Despite historic funding and unprecedented efforts to quickly bring housing projects online in response to the COVID-19 pandemic, residents are falling into homelessness at a faster rate than people are being housed. San Jose saw its unhoused population grow 11% during the pandemic, from 6,097 homeless people in 2019 to 6,739, according to county data.
The city could soon face a state audit scrutinizing the success of its emergency housing programs and services.
More sweeps looming
The city set a Nov. 18 deadline to sweep any remaining residents from Columbus Park, but 61-year-old Mark Thompson filed a temporary restraining order to stall that action. The city has said it will respect the order and is pausing sweeps for now, until at least after Thanksgiving. A hearing is set for Monday.
Another homeless resident in the area was previously unsuccessful with a similar tactic to end a sweep. A county judge helped mediate to relocate the resident’s belongings.
“The city will continue to work with our county and nonprofit partners to connect people living in Columbus Park with housing opportunities,” city spokesperson Carolina Camarena told San José Spotlight. “Housing opportunities may include interim housing or permanent affordable housing, based on each person’s needs and eligibility.”
Camarena declined to comment on the pending litigation.
Juaacklyn Fincher, 44, lives part time in a camper that she installed new flooring in, painted and decorated with art, colorful skulls and masks.
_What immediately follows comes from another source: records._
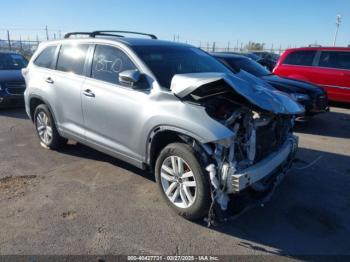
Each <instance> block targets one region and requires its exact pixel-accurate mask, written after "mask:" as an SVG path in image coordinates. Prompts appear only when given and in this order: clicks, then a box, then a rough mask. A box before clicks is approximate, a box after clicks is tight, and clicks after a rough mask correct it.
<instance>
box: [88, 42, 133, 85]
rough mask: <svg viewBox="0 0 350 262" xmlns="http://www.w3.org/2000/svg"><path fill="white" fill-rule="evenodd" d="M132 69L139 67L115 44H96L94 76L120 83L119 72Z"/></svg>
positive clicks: (101, 78)
mask: <svg viewBox="0 0 350 262" xmlns="http://www.w3.org/2000/svg"><path fill="white" fill-rule="evenodd" d="M132 69H137V68H136V66H135V64H134V63H133V62H132V61H131V60H130V59H129V57H128V56H127V55H126V54H125V53H124V52H123V51H121V50H119V49H118V48H116V47H113V46H107V45H96V48H95V52H94V58H93V61H92V70H91V77H92V78H94V79H98V80H102V81H105V82H109V83H112V84H119V73H120V72H123V71H125V70H132Z"/></svg>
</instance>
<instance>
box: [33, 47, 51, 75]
mask: <svg viewBox="0 0 350 262" xmlns="http://www.w3.org/2000/svg"><path fill="white" fill-rule="evenodd" d="M56 48H57V46H48V47H46V48H45V49H44V50H43V51H42V52H41V53H40V55H39V56H38V57H37V58H36V59H35V61H34V64H35V65H37V66H40V67H45V68H51V69H53V68H54V64H55V63H54V61H53V60H54V58H55V52H56Z"/></svg>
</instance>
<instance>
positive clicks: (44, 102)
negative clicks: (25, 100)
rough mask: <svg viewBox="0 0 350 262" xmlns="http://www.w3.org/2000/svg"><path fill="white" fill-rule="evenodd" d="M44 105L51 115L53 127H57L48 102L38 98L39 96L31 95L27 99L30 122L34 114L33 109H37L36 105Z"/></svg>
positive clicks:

The extra time the restraining order is bringing everyone at the park is a relief, she said. Still, she worries about what action the city will take following the holiday.
“I’m kind of afraid because now they might come back with a vengeance,” she said. “We basically put a monkey wrench in their whole routine.”
Fincher has been working with the county to find permanent housing for a few months without any luck. She has a temporary hotel room run by the county.
“It’s not the best situation, it’s not the most stable,” she said. She hopes Mahan can change the tide for park residents, but thinks permanent housing for homeless people needs to be his priority, not temporary housing.
“Homelessness problems seem to be on the top of his list,” she said.
Tom, the park resident, hopes the city won’t destroy anyone else’s property or continue sweeps until there is a permanent home for everyone.
“Homelessness is a problem. You can’t push it away, you can’t squeeze it to the side. We know that,” he said. “You have to face up and deal with it.”